There exists some problems of vanilla policy gradient, such that distance dismatch between parameter space and policy space and suffering poor sample efficiency.

For tackling this problem, TRPO introduces importance sampling for improving this. However, when I compared the pseudocode of two algorithms, I don't see any obvious evidence that aids the point. They all firstly sampled multiple trajectories under the current policy.
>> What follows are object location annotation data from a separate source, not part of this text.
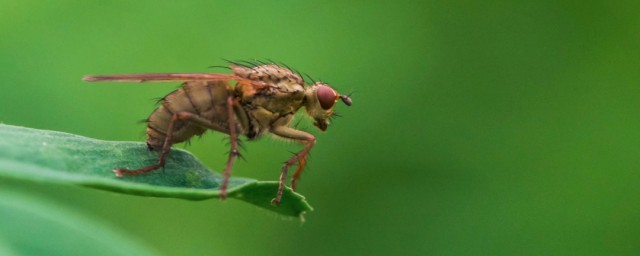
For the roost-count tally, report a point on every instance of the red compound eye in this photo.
(326, 96)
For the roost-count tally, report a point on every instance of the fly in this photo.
(252, 101)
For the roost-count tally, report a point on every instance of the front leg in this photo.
(301, 157)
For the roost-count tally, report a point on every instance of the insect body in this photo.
(254, 100)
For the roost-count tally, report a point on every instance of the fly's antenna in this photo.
(313, 81)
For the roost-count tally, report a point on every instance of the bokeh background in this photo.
(478, 127)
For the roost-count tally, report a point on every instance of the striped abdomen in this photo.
(206, 99)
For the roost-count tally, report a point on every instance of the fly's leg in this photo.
(165, 150)
(233, 153)
(166, 146)
(296, 175)
(305, 138)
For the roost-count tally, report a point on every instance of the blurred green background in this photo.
(478, 127)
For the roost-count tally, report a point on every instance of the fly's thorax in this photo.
(269, 73)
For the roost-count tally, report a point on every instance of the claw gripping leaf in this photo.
(49, 156)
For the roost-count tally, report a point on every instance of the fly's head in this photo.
(320, 99)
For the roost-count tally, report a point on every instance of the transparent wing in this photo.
(165, 77)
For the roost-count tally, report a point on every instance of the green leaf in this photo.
(34, 227)
(50, 156)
The former then just uses the estimated gradient of loss function to update the parameter $\theta$. The latter also uses the estimated gradient but under the KL constraint to update the parameter $\theta$. It looks like they are almost the same procedure but with some subtle difference of the optimization process.

My question is - should it be more accurate to say that importance sampling just increases the stability of the sequential decision making process, or rather, avoid update too aggressively, but not directly improves the sample efficiency?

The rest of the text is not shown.